Hi, I am looking for someone to write an article on effect of aids in the workplace Paper must be at least 2500 words. Please, no plagiarized work! To combat this lack of information, it is necessary to illuminate the cause, ways of transmission, effects on the immune system and incidence and prevalence of the disease to help educate the business owners about how it could impact their concerns. By enumerating the effectiveness of policies and programs that are currently in place as well as the laws and regulations requiring such programs, employers may be able to identify gaps and shortfalls in their current procedures. Special attention will be given to the context of a small, privately-owned retail shop in Texas as a point of illustration how the national and state laws might differ as well as how these policies might relate to the smaller business sphere. Recommendations regarding how to alleviate or reduce some of these issues will conclude the report.

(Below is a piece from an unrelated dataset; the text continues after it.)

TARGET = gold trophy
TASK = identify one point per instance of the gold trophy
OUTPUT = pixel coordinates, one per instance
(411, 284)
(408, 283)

Get Your Custom Essay Written From Scratch
We have worked on a similar problem. If you need help click order now button and submit your assignment instructions.
Just from $13/Page
Order Now

HIV (Human immunodeficiency virus) which leads to AIDS (Acquired Immune Deficiency Syndrome) is the most infectious disease that has presented itself in more than a century. HIV made an evolutionary jump from chimpanzees to humans. In all probability, the transfer occurred from using chimps as a meat source. The virus originated, however, in two types of monkeys which were consumed by the chimpanzees. A hybrid of the monkey virus (SIV) spread through infected chimpanzees and a mutated form was eventually transmitted to people in the form of HIV-1. As do chimps, humans carry two types of the disease. HIV-2 is the less virulent of the two. According to Paul Sharp of the Institute of Genetics at University in England. “Because of the similarity between chimpanzees and humans, any virus that successfully adapts to spreading among chimps would be a candidate for a further jump to humans, a potential HIV-3” (cited in Lovgren, 2003). To date, one percent of the world’s population has contracted HIV and the disease is responsible for taking the lives of nearly three million people in 2005 alone.